As the poor fellow was well into the maudlin stage by this time and making straight for stark insensibility, where he might unsheath that big knife of his and start mindlessly waving it about, we wished him a good day and slipped back into the woods as inconspicuously as we could.
Not long after that I ran into the same fellow again, at one of Robert Lee's impromptu outdoor get-togethers that he hosted whenever he was feeling more than usually sociable. I asked how he was faring and alluded to our recent visit to his campsite. He had not the least recollection that we had ever met.
Another time Robert Lee and I dropped in on a small, determined woman in her mid-twenties, living alone along a river in a shelter she had built herself. She had located it out of sight in a dense alder grove, but within walking distance of the county dump, which had apparently provided most of her furnishings. She was visibly proud of her little home in the woods, and had filled it with hanging baskets of ferns and wildflowers. Robert Lee took his time and looked around at what she had built and patiently listened as she pointed out some of the finer features, and then gave it his hearty seal of approval.

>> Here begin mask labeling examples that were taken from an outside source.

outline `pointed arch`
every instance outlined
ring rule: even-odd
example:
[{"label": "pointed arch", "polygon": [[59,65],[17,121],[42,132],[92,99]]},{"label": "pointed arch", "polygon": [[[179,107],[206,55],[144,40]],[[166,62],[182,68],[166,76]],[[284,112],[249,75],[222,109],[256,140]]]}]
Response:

It didn’t take long to work out that most of Robert Lee’s friends were young enough to be his grandchildren, and that they were predominantly of the long-haired hippie variety— resilient back-to-landers intent on self-sufficiency and independence. And it wasn’t hard to see why they genuinely admired Robert Lee, as I did, for his flagrant contempt for all things bureaucratic and for all the sly, ingenious stratagems he had devised to circumvent them. Like most of the older, traditional residents of the Peninsula, Robert Lee had a sure instinct for self-sufficiency, which meant he knew how to get along without 90% of what urban folks considered absolute necessities, while possessing the full range of essential backcountry tools and skills to make it all work.
Robert Lee helped folks out as a matter of course, without making a point of it. I came to understand that the primary reason he drove all over the Peninsula wasn’t so much to stave off loneliness, as simply to keep an eye on his young friends (none of whom had lived in the country for nearly as long as he had)— just to make certain they were getting along.